Making a difference was part of his motivation; he could be a big man. Getting his way was part of his motivation; he could be a stubborn man. But making Lady Bird proud of him was his principal motivation. The historians may say otherwise, but the people who knew the president and Mrs. Johnson will agree.

She was a businesswoman when that was unusual and an environmentalist when most of her allies were still called conservationists. In later years she was the guardian of the Johnson legacy and the Johnson legend. Many of us in our profession never forgot that she held a degree in journalism, which wasn’t exactly common for women born in 1912.

During her first week as first lady, Mrs. Johnson told Nellie Connolly that she felt “like I am suddenly on stage for a part I never rehearsed.” That comment, like so many in Merle Miller’s “Lyndon: An Oral Biography,” showed that she was a natural, even at those times when she didn’t feel very natural in the role, at least in the public part of it. The private role she mastered from the start.

“Mrs. Johnson, I think, was the most valuable asset he had,” Wilbur J. Cohen, a New Deal veteran who helped build the Great Society, once said. “She was the one person that could talk to him and he would listen, knowing that she had no ulterior purpose.”

Richard Nixon told the story of visiting the White House in the years before his own presidency and being escorted into the president’s bedroom, where he was greeted by Johnson in pajamas. Mrs. Johnson was in her nightclothes, as well, and, with Nixon standing there, joined her husband in bed. The Johnsons were a power couple but, it must be said, they were also an informal couple.

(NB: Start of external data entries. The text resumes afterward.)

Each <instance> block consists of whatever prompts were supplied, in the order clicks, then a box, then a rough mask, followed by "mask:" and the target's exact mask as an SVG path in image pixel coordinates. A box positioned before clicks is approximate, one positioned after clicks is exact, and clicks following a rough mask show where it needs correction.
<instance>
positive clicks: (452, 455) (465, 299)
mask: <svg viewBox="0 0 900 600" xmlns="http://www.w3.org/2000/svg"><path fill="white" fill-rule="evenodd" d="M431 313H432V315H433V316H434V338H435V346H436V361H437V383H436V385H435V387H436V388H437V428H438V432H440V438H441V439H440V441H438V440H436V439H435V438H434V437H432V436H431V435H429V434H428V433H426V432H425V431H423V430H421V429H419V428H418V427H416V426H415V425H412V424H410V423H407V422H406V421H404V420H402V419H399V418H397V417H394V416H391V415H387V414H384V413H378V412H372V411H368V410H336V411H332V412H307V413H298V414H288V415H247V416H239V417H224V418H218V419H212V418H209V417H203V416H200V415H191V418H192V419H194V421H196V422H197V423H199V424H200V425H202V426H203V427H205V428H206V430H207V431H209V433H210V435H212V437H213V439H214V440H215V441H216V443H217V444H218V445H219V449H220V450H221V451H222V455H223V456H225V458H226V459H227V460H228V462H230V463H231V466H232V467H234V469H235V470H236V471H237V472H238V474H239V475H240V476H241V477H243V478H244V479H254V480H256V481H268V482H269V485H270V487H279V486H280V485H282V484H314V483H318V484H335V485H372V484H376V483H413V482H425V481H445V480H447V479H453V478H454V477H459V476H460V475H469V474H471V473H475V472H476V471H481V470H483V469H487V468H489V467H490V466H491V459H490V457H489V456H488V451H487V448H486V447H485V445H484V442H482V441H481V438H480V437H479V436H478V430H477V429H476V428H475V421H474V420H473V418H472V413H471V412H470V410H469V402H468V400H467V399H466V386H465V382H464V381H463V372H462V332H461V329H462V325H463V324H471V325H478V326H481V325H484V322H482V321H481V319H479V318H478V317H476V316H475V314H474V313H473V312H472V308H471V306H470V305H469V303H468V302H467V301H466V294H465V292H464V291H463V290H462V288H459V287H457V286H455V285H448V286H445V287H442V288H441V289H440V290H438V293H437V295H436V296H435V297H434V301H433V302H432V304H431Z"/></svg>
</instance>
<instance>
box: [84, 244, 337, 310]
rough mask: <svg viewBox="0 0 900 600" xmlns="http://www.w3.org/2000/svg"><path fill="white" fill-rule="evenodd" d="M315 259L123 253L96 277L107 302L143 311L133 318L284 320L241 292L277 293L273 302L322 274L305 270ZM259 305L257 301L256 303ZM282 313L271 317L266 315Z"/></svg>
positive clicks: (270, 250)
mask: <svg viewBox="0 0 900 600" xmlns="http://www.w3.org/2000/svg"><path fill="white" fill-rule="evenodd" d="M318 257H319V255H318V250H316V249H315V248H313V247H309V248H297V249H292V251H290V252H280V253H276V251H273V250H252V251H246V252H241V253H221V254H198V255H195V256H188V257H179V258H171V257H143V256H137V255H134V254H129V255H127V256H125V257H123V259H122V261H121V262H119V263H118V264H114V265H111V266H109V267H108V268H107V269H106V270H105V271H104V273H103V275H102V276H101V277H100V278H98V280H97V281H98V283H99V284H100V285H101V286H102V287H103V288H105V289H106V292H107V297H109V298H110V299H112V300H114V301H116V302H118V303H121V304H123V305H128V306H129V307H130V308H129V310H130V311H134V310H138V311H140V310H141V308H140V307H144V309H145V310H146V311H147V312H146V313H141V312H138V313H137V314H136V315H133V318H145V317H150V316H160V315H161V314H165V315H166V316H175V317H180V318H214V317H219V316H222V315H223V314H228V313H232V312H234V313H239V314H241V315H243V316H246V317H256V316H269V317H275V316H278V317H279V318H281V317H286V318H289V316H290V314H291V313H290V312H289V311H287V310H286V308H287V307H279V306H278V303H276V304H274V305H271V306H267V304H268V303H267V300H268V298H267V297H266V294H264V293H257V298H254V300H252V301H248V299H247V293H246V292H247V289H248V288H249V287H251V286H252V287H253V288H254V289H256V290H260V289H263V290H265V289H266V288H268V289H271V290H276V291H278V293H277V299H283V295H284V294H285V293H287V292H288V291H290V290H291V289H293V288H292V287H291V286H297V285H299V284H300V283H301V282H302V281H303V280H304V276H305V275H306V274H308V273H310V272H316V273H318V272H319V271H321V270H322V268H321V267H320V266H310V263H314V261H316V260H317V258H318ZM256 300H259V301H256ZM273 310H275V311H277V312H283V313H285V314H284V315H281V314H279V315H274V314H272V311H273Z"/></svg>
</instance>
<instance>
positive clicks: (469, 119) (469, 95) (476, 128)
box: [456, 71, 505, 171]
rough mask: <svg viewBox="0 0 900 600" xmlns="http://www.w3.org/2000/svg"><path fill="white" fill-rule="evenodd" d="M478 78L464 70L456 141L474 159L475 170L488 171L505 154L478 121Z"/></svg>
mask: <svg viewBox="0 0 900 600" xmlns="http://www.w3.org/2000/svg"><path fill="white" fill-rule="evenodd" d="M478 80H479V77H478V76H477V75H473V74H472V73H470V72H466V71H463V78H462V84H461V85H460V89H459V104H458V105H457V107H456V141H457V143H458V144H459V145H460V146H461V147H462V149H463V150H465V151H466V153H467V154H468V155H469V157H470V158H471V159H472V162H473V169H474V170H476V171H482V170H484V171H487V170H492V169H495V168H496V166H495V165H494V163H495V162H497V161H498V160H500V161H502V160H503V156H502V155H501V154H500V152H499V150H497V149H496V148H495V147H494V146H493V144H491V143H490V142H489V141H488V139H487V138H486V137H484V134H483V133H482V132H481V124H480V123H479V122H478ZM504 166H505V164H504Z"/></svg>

She was the woman who accommodated her husband when he unexpectedly invited a crowd home for dinner, who understood the ripples of tension that congressional debate on the foreign-aid bill could send through the White House, who calmed and comforted a president angry at war protesters, heartbroken by the chants that called him a ruthless killer, grief-stricken at the death he knew he had caused. She was the better angel of his nature, and of ours.